The orange residue is excess iron. You need not add more CSM+B as it has iron in it. The chelating agent from aquariumfertilizer.com is EDTA.

http://www.aquariumfertilizer.com/index.asp?Option1=inven&EditU=2&Regit=5


----------



## Philosophos (Mar 1, 2009)

1/2 teaspoon is enough to be non-limiting. It's something like .25ppm. You can tweak that with other iron sources or increase the dosing to provide for luxury uptake as an added advantage, but it's not necessary for healthy plants.

CSM+B is loaded with Fe EDTA, which disassociates at a much faster rate above something like 6.5pH. You'll sometimes get disassociation resulting in precipitates from having fairly hard water. The other big cause, and the one that I think may be your problem given the dosing schedule, is combining the stuff with most PO4- related compounds.
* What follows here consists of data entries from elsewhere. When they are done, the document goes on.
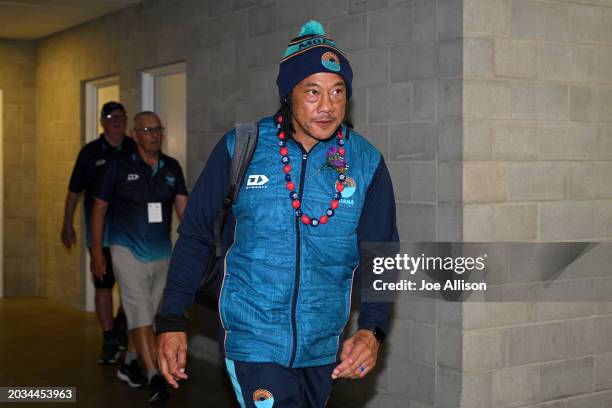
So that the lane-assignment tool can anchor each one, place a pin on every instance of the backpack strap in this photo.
(244, 147)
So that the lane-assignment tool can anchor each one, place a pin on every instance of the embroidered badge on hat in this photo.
(263, 398)
(331, 61)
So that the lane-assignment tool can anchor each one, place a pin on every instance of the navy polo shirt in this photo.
(131, 186)
(91, 163)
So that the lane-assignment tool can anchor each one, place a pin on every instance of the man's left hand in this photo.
(358, 356)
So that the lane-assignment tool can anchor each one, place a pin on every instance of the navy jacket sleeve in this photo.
(377, 224)
(78, 178)
(196, 240)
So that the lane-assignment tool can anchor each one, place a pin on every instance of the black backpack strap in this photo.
(244, 147)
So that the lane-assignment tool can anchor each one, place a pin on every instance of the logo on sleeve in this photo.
(257, 181)
(263, 398)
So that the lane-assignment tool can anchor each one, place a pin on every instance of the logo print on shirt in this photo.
(263, 398)
(257, 181)
(170, 180)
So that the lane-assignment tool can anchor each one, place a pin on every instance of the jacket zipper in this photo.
(296, 287)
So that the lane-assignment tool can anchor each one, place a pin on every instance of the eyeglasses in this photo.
(147, 130)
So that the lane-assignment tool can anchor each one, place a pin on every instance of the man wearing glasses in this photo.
(139, 190)
(90, 165)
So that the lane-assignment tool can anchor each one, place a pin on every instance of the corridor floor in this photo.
(45, 343)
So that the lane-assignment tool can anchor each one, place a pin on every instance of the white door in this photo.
(164, 91)
(97, 93)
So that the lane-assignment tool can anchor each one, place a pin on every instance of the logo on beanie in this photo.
(331, 61)
(263, 398)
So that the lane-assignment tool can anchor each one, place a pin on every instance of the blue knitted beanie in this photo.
(311, 52)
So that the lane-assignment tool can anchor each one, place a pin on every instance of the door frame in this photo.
(148, 75)
(1, 199)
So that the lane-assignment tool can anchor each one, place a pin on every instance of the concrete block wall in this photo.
(406, 56)
(537, 81)
(17, 81)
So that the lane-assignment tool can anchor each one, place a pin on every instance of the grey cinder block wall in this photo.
(537, 136)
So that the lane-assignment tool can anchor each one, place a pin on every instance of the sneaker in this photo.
(158, 389)
(110, 350)
(131, 374)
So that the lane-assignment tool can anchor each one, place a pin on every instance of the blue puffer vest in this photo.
(286, 290)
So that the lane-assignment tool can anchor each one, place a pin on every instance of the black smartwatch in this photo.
(379, 334)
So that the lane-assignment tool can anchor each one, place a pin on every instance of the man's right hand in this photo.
(68, 236)
(172, 356)
(98, 263)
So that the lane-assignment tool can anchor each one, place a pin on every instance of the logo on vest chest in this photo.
(257, 181)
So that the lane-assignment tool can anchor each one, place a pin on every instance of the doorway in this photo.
(164, 91)
(97, 93)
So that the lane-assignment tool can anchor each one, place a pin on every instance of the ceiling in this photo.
(31, 19)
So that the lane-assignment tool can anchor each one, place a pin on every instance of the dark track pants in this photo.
(268, 385)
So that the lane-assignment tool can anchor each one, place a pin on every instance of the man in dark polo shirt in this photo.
(139, 191)
(90, 165)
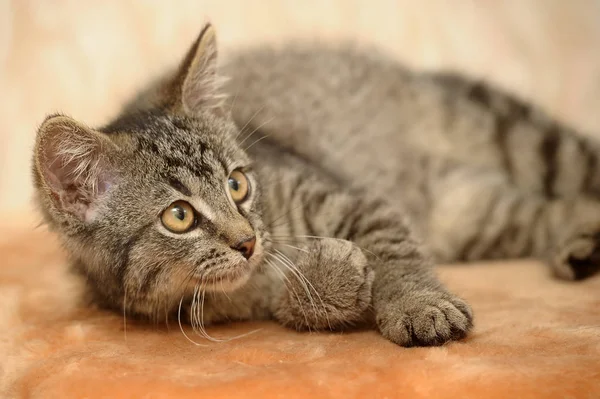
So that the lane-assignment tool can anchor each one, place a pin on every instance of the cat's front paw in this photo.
(425, 319)
(331, 288)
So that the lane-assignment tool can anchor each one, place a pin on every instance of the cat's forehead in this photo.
(181, 142)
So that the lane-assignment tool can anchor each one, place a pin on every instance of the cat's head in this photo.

FePO4 forms and precipitates right out of the water as it is insoluble. In short, try changing your dosing of macros/micros to separate days. 
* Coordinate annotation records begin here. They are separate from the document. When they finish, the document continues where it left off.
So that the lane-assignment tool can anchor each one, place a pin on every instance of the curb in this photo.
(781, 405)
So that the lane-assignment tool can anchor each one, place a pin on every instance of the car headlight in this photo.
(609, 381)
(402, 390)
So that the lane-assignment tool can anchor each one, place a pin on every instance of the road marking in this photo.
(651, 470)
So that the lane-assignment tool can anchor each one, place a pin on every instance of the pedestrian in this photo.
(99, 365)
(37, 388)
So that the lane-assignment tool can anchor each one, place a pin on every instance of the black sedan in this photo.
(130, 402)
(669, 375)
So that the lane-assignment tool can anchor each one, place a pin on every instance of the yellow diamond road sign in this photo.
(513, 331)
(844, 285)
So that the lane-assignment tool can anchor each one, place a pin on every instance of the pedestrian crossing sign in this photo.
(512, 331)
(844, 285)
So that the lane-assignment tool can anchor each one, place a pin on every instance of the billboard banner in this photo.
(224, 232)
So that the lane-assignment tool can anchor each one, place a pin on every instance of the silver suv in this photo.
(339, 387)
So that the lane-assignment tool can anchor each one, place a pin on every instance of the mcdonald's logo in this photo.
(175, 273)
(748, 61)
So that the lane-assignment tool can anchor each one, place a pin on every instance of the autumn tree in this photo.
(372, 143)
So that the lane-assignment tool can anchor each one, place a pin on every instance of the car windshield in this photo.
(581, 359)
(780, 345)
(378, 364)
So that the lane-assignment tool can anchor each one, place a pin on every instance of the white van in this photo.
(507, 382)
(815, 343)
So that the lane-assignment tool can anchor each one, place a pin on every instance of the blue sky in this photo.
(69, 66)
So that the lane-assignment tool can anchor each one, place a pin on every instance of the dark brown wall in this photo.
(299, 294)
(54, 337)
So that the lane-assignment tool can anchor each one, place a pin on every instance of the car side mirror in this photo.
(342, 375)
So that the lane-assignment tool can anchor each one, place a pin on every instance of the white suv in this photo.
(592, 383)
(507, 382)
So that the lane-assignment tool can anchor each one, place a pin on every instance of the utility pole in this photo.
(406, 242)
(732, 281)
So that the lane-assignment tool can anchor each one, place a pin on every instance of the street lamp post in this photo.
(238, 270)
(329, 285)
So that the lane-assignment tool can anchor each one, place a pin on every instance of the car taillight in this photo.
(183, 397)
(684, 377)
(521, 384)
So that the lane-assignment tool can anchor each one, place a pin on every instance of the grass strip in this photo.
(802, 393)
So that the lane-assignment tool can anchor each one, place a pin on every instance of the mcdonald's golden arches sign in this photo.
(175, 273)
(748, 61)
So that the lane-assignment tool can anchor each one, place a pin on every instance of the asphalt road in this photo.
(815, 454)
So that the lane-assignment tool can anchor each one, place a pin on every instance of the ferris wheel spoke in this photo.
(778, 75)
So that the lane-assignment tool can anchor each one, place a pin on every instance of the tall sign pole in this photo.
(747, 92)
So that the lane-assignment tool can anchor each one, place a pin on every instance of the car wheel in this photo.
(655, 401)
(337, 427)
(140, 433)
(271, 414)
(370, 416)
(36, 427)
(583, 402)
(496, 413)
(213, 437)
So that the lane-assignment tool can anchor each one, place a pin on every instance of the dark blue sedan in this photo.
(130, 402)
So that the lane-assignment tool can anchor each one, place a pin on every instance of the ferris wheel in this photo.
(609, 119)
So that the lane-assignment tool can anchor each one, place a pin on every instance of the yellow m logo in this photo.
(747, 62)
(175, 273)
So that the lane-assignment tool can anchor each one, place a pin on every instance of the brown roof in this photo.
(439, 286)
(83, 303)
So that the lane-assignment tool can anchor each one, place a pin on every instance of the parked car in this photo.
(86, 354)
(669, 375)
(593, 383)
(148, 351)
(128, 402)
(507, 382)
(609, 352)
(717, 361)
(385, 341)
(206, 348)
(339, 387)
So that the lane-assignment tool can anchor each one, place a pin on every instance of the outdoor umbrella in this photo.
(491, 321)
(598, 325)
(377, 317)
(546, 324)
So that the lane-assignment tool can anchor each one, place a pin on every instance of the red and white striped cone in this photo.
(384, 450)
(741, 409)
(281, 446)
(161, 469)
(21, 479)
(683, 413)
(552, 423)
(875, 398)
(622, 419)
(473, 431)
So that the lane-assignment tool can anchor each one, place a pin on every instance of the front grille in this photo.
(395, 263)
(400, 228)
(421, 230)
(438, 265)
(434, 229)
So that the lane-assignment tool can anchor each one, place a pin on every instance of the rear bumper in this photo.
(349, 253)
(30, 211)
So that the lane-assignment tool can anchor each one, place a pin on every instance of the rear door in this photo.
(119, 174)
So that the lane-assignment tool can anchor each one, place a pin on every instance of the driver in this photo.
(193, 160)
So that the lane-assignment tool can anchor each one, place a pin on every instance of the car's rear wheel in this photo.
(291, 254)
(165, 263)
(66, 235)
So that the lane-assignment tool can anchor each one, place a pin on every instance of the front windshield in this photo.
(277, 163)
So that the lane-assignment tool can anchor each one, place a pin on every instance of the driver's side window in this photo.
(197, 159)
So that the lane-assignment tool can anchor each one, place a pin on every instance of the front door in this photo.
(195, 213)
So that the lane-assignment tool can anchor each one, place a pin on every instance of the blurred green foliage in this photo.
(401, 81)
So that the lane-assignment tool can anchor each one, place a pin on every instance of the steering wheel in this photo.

If that doesn't fix it, 4L flourish costs about $50 to ship to your door, which at most will dose 40 gal of column of mid to high tech for a year. For that price, you might as well just get some ADA AS (ADA AS I if you're big on maxing nutrients for the substrate, AS II if you don't want tannin staining a day or two after WC and don't mind a bit of sacrifice) and be able to dose CSM+B which costs about $20 to mix up 8-9 gal of stock solution that will dose roughly 3x as much into your tank as minimum flourish dosing.

Just throwing stuff out there. I've worked the numbers over more than once on this one. 

The orange thing is weird; it may be the iron. I haven't encountered it so I can't comment really.


----------



## goldier (Feb 13, 2010)

Philosophos said:


> CSM+B is loaded with Fe EDTA, which disassociates at a much faster rate above something like 6.5pH.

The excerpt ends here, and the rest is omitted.